Ortadoğu kaynıyor. Büyük savaşlar var ve insanlar ölüyor. Kadınlar, çocuklar, yaşlılar, gençler ölüyorlar, büyük acı çekiyorlar. Savaş en korkunç halini Ortadoğu’da gösteriyor. Ortadoğu da bizim kapı komşumuz, dibimiz. Orada patlayacak bir uzun menzilli silahın rahatça menzili içinde olan bir ülkedeyiz.

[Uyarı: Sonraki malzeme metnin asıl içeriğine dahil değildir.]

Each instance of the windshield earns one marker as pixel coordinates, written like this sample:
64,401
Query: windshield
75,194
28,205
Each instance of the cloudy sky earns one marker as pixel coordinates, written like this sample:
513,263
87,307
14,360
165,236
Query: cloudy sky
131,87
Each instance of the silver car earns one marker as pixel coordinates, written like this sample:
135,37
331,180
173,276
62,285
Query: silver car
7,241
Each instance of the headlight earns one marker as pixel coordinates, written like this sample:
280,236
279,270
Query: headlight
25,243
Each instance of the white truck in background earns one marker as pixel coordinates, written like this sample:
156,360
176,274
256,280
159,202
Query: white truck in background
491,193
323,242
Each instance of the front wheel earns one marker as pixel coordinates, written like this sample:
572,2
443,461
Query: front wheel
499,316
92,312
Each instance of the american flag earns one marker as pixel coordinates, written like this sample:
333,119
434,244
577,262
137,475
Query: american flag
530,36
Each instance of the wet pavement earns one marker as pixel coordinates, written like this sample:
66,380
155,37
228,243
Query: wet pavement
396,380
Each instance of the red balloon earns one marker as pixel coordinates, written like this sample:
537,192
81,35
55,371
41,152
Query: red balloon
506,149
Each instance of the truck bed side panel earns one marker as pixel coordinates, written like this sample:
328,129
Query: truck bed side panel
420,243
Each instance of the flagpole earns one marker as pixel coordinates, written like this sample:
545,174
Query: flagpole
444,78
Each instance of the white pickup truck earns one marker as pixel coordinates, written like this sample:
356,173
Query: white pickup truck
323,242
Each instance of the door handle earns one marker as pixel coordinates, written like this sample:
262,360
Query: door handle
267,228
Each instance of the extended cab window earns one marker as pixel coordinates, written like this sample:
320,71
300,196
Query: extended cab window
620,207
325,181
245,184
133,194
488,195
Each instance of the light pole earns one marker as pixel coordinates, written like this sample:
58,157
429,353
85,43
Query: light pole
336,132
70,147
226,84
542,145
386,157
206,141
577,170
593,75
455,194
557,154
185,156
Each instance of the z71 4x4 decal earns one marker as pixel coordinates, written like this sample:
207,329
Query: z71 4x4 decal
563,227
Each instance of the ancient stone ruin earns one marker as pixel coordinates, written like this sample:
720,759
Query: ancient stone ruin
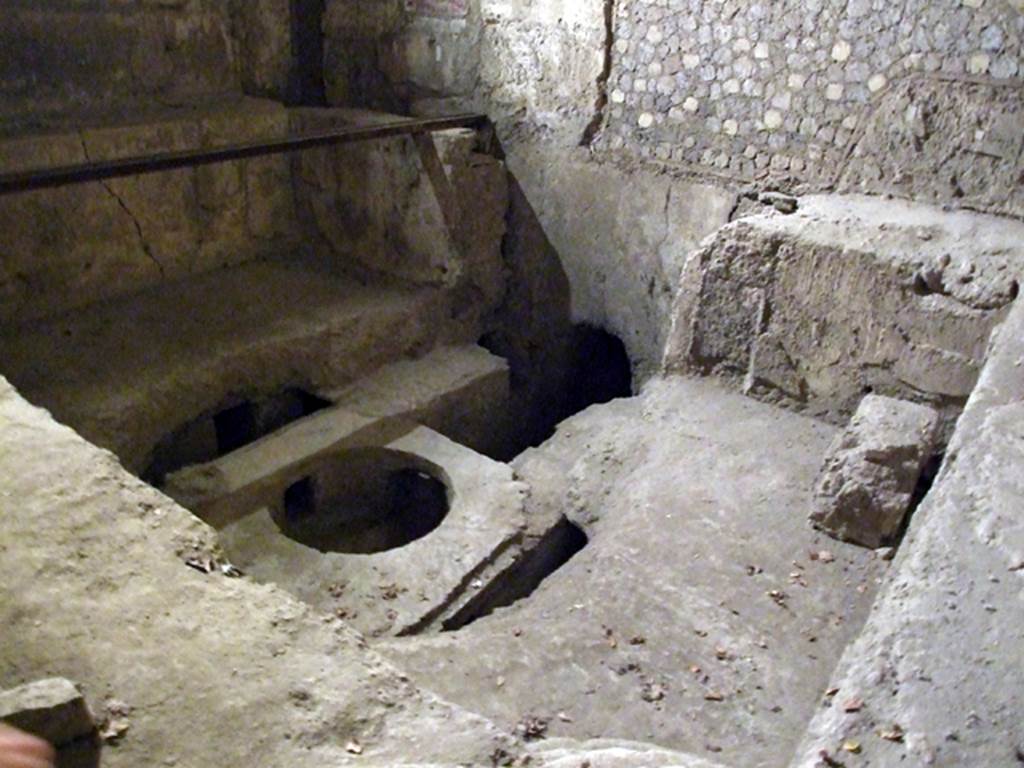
550,383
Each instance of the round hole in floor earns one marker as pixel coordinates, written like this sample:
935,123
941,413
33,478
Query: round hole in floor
364,501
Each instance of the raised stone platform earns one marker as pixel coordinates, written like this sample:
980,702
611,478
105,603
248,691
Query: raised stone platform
127,372
849,295
705,614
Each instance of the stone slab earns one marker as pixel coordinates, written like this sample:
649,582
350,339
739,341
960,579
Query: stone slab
399,590
939,667
848,294
871,470
699,615
52,709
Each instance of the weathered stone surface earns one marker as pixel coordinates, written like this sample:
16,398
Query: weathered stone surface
71,247
940,662
623,240
871,469
845,294
403,589
945,142
379,205
681,622
62,58
127,392
250,675
51,709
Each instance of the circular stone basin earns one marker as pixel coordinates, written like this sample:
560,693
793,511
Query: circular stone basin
365,501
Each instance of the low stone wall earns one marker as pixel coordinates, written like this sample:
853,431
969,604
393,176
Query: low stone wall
70,247
62,57
936,676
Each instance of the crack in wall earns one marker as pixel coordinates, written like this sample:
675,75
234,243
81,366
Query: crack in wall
597,122
124,207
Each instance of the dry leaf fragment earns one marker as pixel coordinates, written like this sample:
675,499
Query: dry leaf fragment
893,734
114,729
651,692
853,705
204,564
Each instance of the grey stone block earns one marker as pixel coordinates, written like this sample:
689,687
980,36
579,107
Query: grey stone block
870,471
51,709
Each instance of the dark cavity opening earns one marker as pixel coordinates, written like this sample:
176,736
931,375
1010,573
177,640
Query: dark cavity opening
306,80
925,482
227,428
560,545
599,370
591,368
365,501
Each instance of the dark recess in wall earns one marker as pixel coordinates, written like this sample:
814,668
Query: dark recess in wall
306,80
227,428
599,370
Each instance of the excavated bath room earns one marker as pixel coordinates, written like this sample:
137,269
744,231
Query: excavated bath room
470,383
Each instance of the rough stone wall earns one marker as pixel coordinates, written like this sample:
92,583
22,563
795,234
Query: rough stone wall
71,56
525,62
70,247
426,214
914,96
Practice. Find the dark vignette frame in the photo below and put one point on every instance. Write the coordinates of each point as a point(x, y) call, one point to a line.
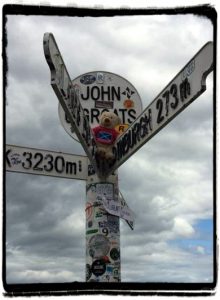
point(90, 288)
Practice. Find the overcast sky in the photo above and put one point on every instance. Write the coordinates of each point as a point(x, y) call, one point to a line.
point(167, 183)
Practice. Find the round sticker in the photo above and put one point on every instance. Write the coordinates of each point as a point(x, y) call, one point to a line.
point(98, 267)
point(114, 254)
point(88, 272)
point(99, 245)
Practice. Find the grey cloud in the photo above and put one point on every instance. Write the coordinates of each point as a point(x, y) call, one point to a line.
point(45, 215)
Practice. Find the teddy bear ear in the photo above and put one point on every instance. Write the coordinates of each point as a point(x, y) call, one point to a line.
point(119, 120)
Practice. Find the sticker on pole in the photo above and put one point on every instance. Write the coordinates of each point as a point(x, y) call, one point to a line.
point(104, 91)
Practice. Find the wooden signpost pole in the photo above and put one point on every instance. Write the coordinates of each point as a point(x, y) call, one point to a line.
point(103, 204)
point(102, 231)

Bu da yetmezmiş gibi Kıbrıs sorunu devam ediyor. Kıbrıs sorununda önemli bir aşamanın arifesindeyiz. Liderler arasında 3-4 toplantı daha yapılacak, sonra da hepimizin umduğu New York zirvesi yapılacak. New York zirvesine giderken burada önemli konuların kapatılacağı, önemli başlıkların sonuçlandırılacağı ve sadece 1-2 uluslararası konferans konusu olan başlığın kalacağı düşünülüyor. Eğer Eylül 2016’da bu başarılabilirse o zaman 2016 çözüm yılı olabilir. 2016’yı çözüm yılı haline getiremezsek zaten geç kalmış oluruz. Çünkü birçok defa ifade ettim, 2017 artık Güney Kıbrıs’taki seçimlerin başlangıç yılıdır. 2017’ye bırakılacak bir müzakere süreci rahat bir süreç olmaz. 2016’da müzakerelerin bitmesi, 2017’de referandum olmalıdır.

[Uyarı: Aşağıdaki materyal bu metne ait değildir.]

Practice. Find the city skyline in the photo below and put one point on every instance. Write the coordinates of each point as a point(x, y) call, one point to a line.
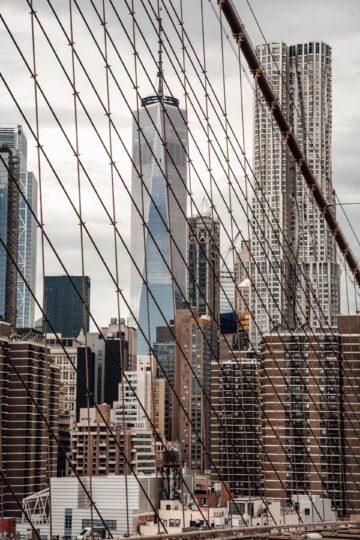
point(186, 170)
point(345, 159)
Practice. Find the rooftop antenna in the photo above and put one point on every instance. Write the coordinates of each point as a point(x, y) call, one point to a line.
point(160, 63)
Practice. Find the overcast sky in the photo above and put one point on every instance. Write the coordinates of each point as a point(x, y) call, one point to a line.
point(333, 21)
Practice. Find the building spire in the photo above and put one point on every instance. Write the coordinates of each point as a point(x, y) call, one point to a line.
point(160, 62)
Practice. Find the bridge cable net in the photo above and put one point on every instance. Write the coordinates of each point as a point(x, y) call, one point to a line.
point(216, 151)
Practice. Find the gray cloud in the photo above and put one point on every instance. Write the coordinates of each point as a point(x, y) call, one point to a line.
point(291, 21)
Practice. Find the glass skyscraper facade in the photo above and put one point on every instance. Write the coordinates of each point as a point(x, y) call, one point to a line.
point(17, 229)
point(161, 199)
point(204, 265)
point(284, 278)
point(63, 305)
point(26, 251)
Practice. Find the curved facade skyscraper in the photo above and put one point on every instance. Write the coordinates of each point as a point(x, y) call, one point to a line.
point(161, 199)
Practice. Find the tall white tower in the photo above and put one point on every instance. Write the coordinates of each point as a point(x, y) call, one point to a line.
point(287, 273)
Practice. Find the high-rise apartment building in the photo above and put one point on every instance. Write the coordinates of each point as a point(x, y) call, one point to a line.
point(159, 142)
point(100, 446)
point(301, 389)
point(63, 305)
point(28, 454)
point(292, 246)
point(27, 251)
point(164, 350)
point(9, 225)
point(18, 227)
point(236, 418)
point(204, 265)
point(103, 359)
point(135, 401)
point(349, 330)
point(63, 354)
point(196, 346)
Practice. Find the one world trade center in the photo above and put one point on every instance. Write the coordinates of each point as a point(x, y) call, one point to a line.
point(159, 192)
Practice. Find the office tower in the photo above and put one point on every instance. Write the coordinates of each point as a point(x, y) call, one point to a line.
point(300, 381)
point(105, 353)
point(9, 225)
point(17, 221)
point(196, 346)
point(301, 78)
point(349, 330)
point(102, 447)
point(63, 353)
point(204, 265)
point(63, 306)
point(227, 280)
point(27, 251)
point(135, 400)
point(164, 350)
point(28, 453)
point(242, 274)
point(236, 426)
point(161, 198)
point(141, 403)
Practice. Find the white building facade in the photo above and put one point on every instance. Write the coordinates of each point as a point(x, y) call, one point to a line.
point(295, 257)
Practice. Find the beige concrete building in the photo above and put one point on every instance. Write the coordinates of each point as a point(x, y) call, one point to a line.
point(236, 426)
point(28, 453)
point(98, 450)
point(301, 416)
point(349, 329)
point(195, 346)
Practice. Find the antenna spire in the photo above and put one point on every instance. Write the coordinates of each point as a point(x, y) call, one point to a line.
point(160, 62)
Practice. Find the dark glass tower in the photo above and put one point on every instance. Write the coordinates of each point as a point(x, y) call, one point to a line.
point(159, 156)
point(63, 304)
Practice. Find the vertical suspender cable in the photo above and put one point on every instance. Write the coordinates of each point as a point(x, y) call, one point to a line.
point(50, 456)
point(114, 222)
point(83, 284)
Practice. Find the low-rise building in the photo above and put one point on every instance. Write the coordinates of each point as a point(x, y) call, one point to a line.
point(71, 509)
point(99, 445)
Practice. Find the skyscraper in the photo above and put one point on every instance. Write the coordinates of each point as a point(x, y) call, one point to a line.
point(18, 225)
point(204, 265)
point(64, 308)
point(26, 251)
point(9, 211)
point(302, 428)
point(159, 142)
point(28, 455)
point(196, 347)
point(301, 78)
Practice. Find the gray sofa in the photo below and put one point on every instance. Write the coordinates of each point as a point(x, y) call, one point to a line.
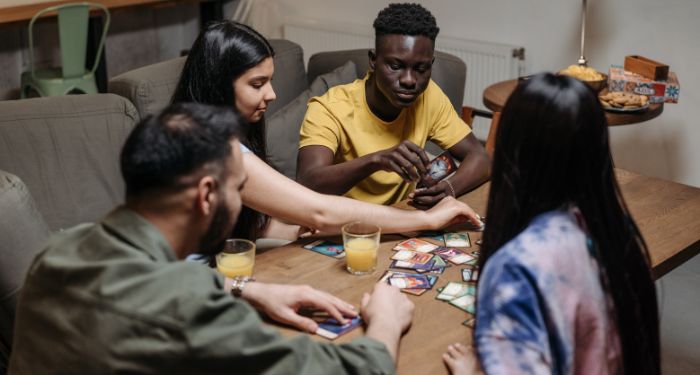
point(59, 156)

Bu sürece yaklaşırken ülke içinde de ilginç gelişmelerle karşı karşıyayız. Çözüm istemeyenler, kategorik olarak çözüme karşı olanlar çeşitli bahanelerle sıkıntı yaratmaya başladılar. En başta hükümet… Nasıl kurulduğu herkesin malumu olan hükümet… İcazetle, çıkar ve menfaat elde etme amacıyla aniden bağımsızların da desteğiyle kurulan bir azınlık hükümeti… Bu hükümetin hasbelkader başbakanı, hükümet kuruldu diye birden bire müzakere heyetinin değişmesini istiyor…

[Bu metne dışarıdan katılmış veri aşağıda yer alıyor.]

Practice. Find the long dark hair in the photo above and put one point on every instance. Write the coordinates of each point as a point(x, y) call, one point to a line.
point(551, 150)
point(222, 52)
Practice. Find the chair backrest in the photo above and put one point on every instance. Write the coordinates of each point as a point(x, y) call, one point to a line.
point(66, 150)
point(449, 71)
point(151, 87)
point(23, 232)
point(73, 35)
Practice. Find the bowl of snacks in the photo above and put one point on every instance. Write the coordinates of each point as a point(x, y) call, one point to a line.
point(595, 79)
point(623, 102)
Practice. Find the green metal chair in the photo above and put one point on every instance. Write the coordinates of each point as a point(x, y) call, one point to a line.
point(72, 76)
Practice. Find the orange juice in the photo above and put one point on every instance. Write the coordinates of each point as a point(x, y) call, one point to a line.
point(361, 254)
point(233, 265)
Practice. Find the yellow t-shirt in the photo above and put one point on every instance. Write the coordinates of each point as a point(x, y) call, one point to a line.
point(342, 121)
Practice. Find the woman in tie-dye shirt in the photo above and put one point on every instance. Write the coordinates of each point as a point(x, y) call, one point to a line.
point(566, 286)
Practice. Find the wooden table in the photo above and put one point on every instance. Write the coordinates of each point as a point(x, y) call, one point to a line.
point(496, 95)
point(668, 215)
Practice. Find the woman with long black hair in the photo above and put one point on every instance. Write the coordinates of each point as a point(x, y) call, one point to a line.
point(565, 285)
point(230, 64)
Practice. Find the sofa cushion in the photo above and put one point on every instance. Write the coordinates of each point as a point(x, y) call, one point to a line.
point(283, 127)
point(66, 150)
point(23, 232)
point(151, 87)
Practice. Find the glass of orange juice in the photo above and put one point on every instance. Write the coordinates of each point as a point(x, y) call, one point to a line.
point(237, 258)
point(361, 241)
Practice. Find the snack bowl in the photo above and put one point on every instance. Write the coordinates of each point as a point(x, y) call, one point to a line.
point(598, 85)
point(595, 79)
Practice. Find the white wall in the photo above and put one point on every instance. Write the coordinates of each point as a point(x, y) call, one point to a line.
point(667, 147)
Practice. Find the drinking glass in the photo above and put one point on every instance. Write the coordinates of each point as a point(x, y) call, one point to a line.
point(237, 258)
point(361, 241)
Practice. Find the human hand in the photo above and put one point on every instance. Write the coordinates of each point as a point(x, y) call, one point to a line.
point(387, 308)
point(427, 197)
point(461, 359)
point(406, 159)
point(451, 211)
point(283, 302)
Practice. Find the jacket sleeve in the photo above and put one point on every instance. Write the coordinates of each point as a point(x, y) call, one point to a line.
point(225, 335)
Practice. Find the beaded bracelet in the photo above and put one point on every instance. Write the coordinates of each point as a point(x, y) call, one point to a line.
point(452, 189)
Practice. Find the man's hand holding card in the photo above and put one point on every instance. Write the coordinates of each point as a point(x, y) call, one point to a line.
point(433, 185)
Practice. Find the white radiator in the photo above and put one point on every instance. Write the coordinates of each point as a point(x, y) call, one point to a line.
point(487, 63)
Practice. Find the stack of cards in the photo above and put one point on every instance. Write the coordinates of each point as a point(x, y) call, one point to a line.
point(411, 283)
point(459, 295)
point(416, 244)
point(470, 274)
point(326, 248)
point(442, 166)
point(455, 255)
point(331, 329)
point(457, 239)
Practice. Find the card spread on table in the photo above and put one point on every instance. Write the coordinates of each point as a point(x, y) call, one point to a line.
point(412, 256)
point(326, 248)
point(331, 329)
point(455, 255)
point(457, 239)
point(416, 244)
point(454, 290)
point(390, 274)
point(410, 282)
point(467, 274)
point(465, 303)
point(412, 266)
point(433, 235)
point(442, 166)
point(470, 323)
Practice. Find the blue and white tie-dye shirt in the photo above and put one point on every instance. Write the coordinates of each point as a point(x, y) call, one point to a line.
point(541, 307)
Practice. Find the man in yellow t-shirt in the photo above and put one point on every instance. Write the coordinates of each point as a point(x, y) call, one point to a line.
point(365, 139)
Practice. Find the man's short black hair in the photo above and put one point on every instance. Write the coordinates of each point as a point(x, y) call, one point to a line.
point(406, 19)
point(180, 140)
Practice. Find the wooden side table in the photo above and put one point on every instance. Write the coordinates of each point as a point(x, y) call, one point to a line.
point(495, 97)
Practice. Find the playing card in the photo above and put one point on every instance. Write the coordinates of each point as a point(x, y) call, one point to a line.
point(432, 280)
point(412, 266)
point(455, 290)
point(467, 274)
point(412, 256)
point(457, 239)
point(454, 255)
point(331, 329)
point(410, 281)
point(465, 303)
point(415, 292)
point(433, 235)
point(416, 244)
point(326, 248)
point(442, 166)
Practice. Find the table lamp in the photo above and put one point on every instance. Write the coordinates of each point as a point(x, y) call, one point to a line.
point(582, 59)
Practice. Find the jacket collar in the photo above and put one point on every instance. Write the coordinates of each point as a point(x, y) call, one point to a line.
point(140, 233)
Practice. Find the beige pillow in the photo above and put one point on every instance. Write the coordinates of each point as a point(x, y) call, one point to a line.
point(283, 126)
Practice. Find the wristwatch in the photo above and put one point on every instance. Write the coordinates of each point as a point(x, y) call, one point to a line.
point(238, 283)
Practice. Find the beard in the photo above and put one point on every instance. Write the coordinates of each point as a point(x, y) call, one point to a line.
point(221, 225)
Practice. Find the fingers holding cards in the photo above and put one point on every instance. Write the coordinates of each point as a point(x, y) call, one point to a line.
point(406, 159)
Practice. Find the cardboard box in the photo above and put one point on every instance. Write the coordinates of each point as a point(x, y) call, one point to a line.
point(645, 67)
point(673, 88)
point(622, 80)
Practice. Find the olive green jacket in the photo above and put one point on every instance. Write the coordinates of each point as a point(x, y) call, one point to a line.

Bugüne kadar hiçbir zaman olmamış bir talepte bulunuyorlar. Diyorlar ki, “Hükümetin de müzakere heyetinde bir temsilcisi olsun.” Bugün müzakereler nasıl yürütülüyor? Cumhurbaşkanı, görüşmecisi ve onun yanında da konuyla ilgili olan uzman. Peki hükümet temsilcisi nerede olacak? Bunlardan birinin yerine mi geçecek? Bugüne kadar olmayan bir talebi ısrarla öne çıkararak ülke içinde kavga çıkarmak, hayır kampanyasının hazırlığı gibi algılanıyor. Bu konuda uyanık olmalıyız.
Kıbrıs Türk halkının barışa ve Kıbrıs sorununun çözüm sürecine sahip çıkması lazım. Dünyada nasıl ki kapitalizmin ve silah tüccarlarının savaş kışkırtıcılığı binlerce insana acı çektiriyorsa, ülkemizde de çözüm karşıtlarının bugüne kadar ortaya koyduğu çabalar çözümü engelliyor. Çözümün engellenmesi hepimizin bildiği gibi Kıbrıs Türkünü uluslararası hukukun dışında tutuyor, Kıbrıs Türkünü dünyadan izole edilmiş halde tutuyor ve insanımızın geleceğini karartıyor. Halkımız o nedenle mutsuzdur, sıkıntılıdır ve geleceğini karanlık görmektedir.
O nedenle bir an önce Kıbrıs sorununun çözülmesi, Kıbrıs’ta kalıcı barışın sağlanması ve Türkiye’nin komşularıyla olan sıkıntıların sona ermesi, Ortadoğu’da barışın gelişmesi, yerleşmesi ve insanların acı çekmekten kurtulması hepimizin en başta gelen dileğidir. Barış gününde tekrar bunları hatırladık ve herkese de hatırlatmalıyız.
Dünya barışına sahip çıkmalıyız, Kıbrıs’ta barışa sahip çıkmalıyız.